Convocatoria de artículos sobre métodos empíricos y teoría crítica racial (2023)

 


Call for Submissions

New Perspectives on Empirical Methods and Critical Race Theory


Submission Deadline: May 15th, 2023


There have been long-standing tensions within socio-legal studies between social science methods that hold themselves out as being able to measure social phenomenon with some level of objectivity and various critical theoretical traditions that question the presumed neutrality of law and the scientific method. While these debates have raged for decades, there have been few attempts to build a positive account of the relationship between critical theory and social science

methods that might be able to leverage the strengths of each approach to provide new insights that could not be made alone. 

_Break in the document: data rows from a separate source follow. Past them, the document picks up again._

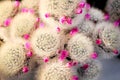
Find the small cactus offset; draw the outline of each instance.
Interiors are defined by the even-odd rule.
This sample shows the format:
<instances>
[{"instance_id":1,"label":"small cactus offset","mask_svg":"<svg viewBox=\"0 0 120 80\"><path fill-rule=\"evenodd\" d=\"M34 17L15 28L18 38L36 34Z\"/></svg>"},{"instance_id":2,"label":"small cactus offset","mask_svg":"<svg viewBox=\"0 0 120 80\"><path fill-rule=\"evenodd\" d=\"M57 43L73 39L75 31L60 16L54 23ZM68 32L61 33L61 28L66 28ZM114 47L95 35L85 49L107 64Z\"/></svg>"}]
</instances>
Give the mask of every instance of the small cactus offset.
<instances>
[{"instance_id":1,"label":"small cactus offset","mask_svg":"<svg viewBox=\"0 0 120 80\"><path fill-rule=\"evenodd\" d=\"M120 53L115 4L0 0L0 80L99 80L99 59Z\"/></svg>"},{"instance_id":2,"label":"small cactus offset","mask_svg":"<svg viewBox=\"0 0 120 80\"><path fill-rule=\"evenodd\" d=\"M120 31L112 23L97 24L94 32L96 50L104 58L111 58L119 53Z\"/></svg>"}]
</instances>

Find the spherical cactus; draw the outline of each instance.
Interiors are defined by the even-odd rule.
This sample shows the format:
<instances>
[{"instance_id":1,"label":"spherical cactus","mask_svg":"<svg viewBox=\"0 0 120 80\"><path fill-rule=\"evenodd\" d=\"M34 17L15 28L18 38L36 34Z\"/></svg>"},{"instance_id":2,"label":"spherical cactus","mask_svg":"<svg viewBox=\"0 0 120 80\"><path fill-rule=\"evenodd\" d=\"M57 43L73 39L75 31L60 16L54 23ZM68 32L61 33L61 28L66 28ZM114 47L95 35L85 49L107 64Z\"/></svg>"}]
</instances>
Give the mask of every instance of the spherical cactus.
<instances>
[{"instance_id":1,"label":"spherical cactus","mask_svg":"<svg viewBox=\"0 0 120 80\"><path fill-rule=\"evenodd\" d=\"M68 51L71 59L83 62L94 52L92 41L83 34L76 34L68 42Z\"/></svg>"},{"instance_id":2,"label":"spherical cactus","mask_svg":"<svg viewBox=\"0 0 120 80\"><path fill-rule=\"evenodd\" d=\"M78 28L80 29L80 32L82 32L83 34L87 36L92 36L95 24L92 21L86 20L82 24L80 24Z\"/></svg>"},{"instance_id":3,"label":"spherical cactus","mask_svg":"<svg viewBox=\"0 0 120 80\"><path fill-rule=\"evenodd\" d=\"M99 55L104 58L111 58L119 53L119 34L119 28L112 23L102 22L96 26L93 39Z\"/></svg>"},{"instance_id":4,"label":"spherical cactus","mask_svg":"<svg viewBox=\"0 0 120 80\"><path fill-rule=\"evenodd\" d=\"M26 56L24 40L8 41L0 48L0 73L9 78L28 71L29 59ZM31 68L31 66L30 66Z\"/></svg>"},{"instance_id":5,"label":"spherical cactus","mask_svg":"<svg viewBox=\"0 0 120 80\"><path fill-rule=\"evenodd\" d=\"M111 21L120 19L119 6L120 6L120 0L108 0L107 1L107 6L105 10L109 13Z\"/></svg>"},{"instance_id":6,"label":"spherical cactus","mask_svg":"<svg viewBox=\"0 0 120 80\"><path fill-rule=\"evenodd\" d=\"M11 1L0 2L0 25L4 24L4 21L12 16L14 13L14 4Z\"/></svg>"},{"instance_id":7,"label":"spherical cactus","mask_svg":"<svg viewBox=\"0 0 120 80\"><path fill-rule=\"evenodd\" d=\"M20 8L21 8L21 10L24 8L29 9L30 11L33 11L38 15L39 1L40 0L36 0L36 1L22 0Z\"/></svg>"},{"instance_id":8,"label":"spherical cactus","mask_svg":"<svg viewBox=\"0 0 120 80\"><path fill-rule=\"evenodd\" d=\"M86 12L84 6L85 1L81 0L41 0L39 13L47 24L66 29L82 22Z\"/></svg>"},{"instance_id":9,"label":"spherical cactus","mask_svg":"<svg viewBox=\"0 0 120 80\"><path fill-rule=\"evenodd\" d=\"M11 23L11 36L18 37L29 34L34 30L36 17L31 13L16 15Z\"/></svg>"},{"instance_id":10,"label":"spherical cactus","mask_svg":"<svg viewBox=\"0 0 120 80\"><path fill-rule=\"evenodd\" d=\"M35 54L49 57L55 54L60 47L60 35L49 27L39 28L31 37L31 45Z\"/></svg>"},{"instance_id":11,"label":"spherical cactus","mask_svg":"<svg viewBox=\"0 0 120 80\"><path fill-rule=\"evenodd\" d=\"M81 80L98 80L101 73L101 63L90 61L81 67Z\"/></svg>"},{"instance_id":12,"label":"spherical cactus","mask_svg":"<svg viewBox=\"0 0 120 80\"><path fill-rule=\"evenodd\" d=\"M6 42L9 40L10 35L8 33L9 33L9 28L4 28L4 27L0 28L0 39L3 42Z\"/></svg>"},{"instance_id":13,"label":"spherical cactus","mask_svg":"<svg viewBox=\"0 0 120 80\"><path fill-rule=\"evenodd\" d=\"M104 13L96 8L91 8L88 11L88 14L90 15L90 20L91 21L96 21L96 22L100 22L104 20Z\"/></svg>"},{"instance_id":14,"label":"spherical cactus","mask_svg":"<svg viewBox=\"0 0 120 80\"><path fill-rule=\"evenodd\" d=\"M23 45L7 42L0 50L0 72L7 76L15 75L24 66L25 60Z\"/></svg>"},{"instance_id":15,"label":"spherical cactus","mask_svg":"<svg viewBox=\"0 0 120 80\"><path fill-rule=\"evenodd\" d=\"M79 80L77 76L77 70L67 67L65 63L52 62L39 67L36 78L37 80Z\"/></svg>"}]
</instances>

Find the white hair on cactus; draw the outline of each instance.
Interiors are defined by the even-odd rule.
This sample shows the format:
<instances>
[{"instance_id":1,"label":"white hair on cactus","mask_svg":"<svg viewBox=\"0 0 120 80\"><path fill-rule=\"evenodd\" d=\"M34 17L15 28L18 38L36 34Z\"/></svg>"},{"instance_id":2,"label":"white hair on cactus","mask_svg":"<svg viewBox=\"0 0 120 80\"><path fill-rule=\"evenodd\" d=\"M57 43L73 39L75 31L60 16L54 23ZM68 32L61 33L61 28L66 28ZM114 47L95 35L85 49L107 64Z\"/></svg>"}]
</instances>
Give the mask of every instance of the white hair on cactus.
<instances>
[{"instance_id":1,"label":"white hair on cactus","mask_svg":"<svg viewBox=\"0 0 120 80\"><path fill-rule=\"evenodd\" d=\"M120 51L120 31L118 27L115 27L112 23L102 22L97 24L94 31L93 39L101 39L100 45L95 44L96 50L103 58L112 58L115 56L114 50Z\"/></svg>"},{"instance_id":2,"label":"white hair on cactus","mask_svg":"<svg viewBox=\"0 0 120 80\"><path fill-rule=\"evenodd\" d=\"M39 28L31 37L31 45L35 54L41 57L51 56L60 47L60 35L53 28Z\"/></svg>"},{"instance_id":3,"label":"white hair on cactus","mask_svg":"<svg viewBox=\"0 0 120 80\"><path fill-rule=\"evenodd\" d=\"M18 37L29 34L34 30L36 17L30 13L20 13L11 22L11 36Z\"/></svg>"},{"instance_id":4,"label":"white hair on cactus","mask_svg":"<svg viewBox=\"0 0 120 80\"><path fill-rule=\"evenodd\" d=\"M120 0L107 0L105 10L110 15L110 20L115 21L120 19Z\"/></svg>"},{"instance_id":5,"label":"white hair on cactus","mask_svg":"<svg viewBox=\"0 0 120 80\"><path fill-rule=\"evenodd\" d=\"M0 28L0 39L2 39L4 42L9 41L10 35L9 33L9 28Z\"/></svg>"},{"instance_id":6,"label":"white hair on cactus","mask_svg":"<svg viewBox=\"0 0 120 80\"><path fill-rule=\"evenodd\" d=\"M36 14L38 14L40 0L22 0L20 8L33 9Z\"/></svg>"},{"instance_id":7,"label":"white hair on cactus","mask_svg":"<svg viewBox=\"0 0 120 80\"><path fill-rule=\"evenodd\" d=\"M76 14L75 9L81 0L41 0L39 4L39 15L41 19L49 25L60 26L63 29L69 29L75 27L82 22L86 10L83 8L82 14ZM49 13L50 17L45 18L45 14ZM61 24L60 18L63 16L70 17L72 24Z\"/></svg>"},{"instance_id":8,"label":"white hair on cactus","mask_svg":"<svg viewBox=\"0 0 120 80\"><path fill-rule=\"evenodd\" d=\"M78 76L77 70L69 68L61 62L52 62L38 68L37 80L73 80Z\"/></svg>"},{"instance_id":9,"label":"white hair on cactus","mask_svg":"<svg viewBox=\"0 0 120 80\"><path fill-rule=\"evenodd\" d=\"M88 14L90 14L90 20L92 21L100 22L104 20L104 13L97 8L90 8Z\"/></svg>"},{"instance_id":10,"label":"white hair on cactus","mask_svg":"<svg viewBox=\"0 0 120 80\"><path fill-rule=\"evenodd\" d=\"M98 80L101 73L101 63L99 61L92 61L86 63L88 68L82 74L82 80Z\"/></svg>"},{"instance_id":11,"label":"white hair on cactus","mask_svg":"<svg viewBox=\"0 0 120 80\"><path fill-rule=\"evenodd\" d=\"M19 73L26 61L24 41L6 42L0 48L0 73L10 77Z\"/></svg>"},{"instance_id":12,"label":"white hair on cactus","mask_svg":"<svg viewBox=\"0 0 120 80\"><path fill-rule=\"evenodd\" d=\"M76 34L68 42L71 59L83 62L94 52L92 41L83 34Z\"/></svg>"},{"instance_id":13,"label":"white hair on cactus","mask_svg":"<svg viewBox=\"0 0 120 80\"><path fill-rule=\"evenodd\" d=\"M7 0L0 2L0 24L12 15L13 9L13 2Z\"/></svg>"},{"instance_id":14,"label":"white hair on cactus","mask_svg":"<svg viewBox=\"0 0 120 80\"><path fill-rule=\"evenodd\" d=\"M80 24L78 28L80 29L80 32L84 33L87 36L91 36L94 31L95 24L92 21L86 20Z\"/></svg>"}]
</instances>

Over the past decade and a half, an approach that blends empirical methods and Critical Race Theory (eCRT) has emerged as an attempt to bring the frameworks of critical race theory in conversation with social science methods so as to create new forms of race scholarship that further elucidates these theoretical approaches in ways that are in conversation with methodological contributions from the social sciences. This Special Issue seeks to showcase new research emerging from eCRT as a new tradition of socio-legal scholarship and show how it may be uniquely able to address some of the most pressing problems facing law and society. This Special Issue seeks authors who can present empirical research and analyze it through critical theoretical frameworks that can further develop the evolving relationship between law and society research and CRT.


To be considered, submissions must explicitly engage with critical race theory, offer empirical analysis, and demonstrate a unique contribution to existing race and law & society literatures.


Possible topics include: 

1. Policing and surveillance; 

2. Immigration 

3. Work Law and labor law

4. Incarceration

5. Abolitionist Studies

6. Social and environmental determinants of health



Author Guidelines


Manuscripts submitted to the Law & Society Review must not be under consideration by another publication. All manuscripts should include the following content, easily identifiable as such by readers.

 

1.    A literature review section that situates the research question in a broader socio-legal literature.

2.    A data and methods section that describes the data used to answer the research question and how the data were analyzed.  

3.    A results section that presents and discusses all research findings.


 

Law & Society Review will consider submissions between 8,000 and 16,000 words in length, inclusive of tables, figures, references, notes, abstract and title. The editors reserve the right to reject without review manuscripts that are longer than 16,000 words or shorter than 8,000 words.



Submission Process for the Special Issue 


If you are interested in participating, please email an abstract and working title to lsr@lawandsociety.org and special editors Osagie Obasogie obasogie@berkeley.edu and Mario Barnes mbarnes@law.uci.edu by May 15th. We anticipate the special editors presenting the slate of articles selected for Law and Society Review by June 8, 2023. A full draft of the article will need to be submitted to Law and Society Review by November 1, 2023 so that it can go through the review process.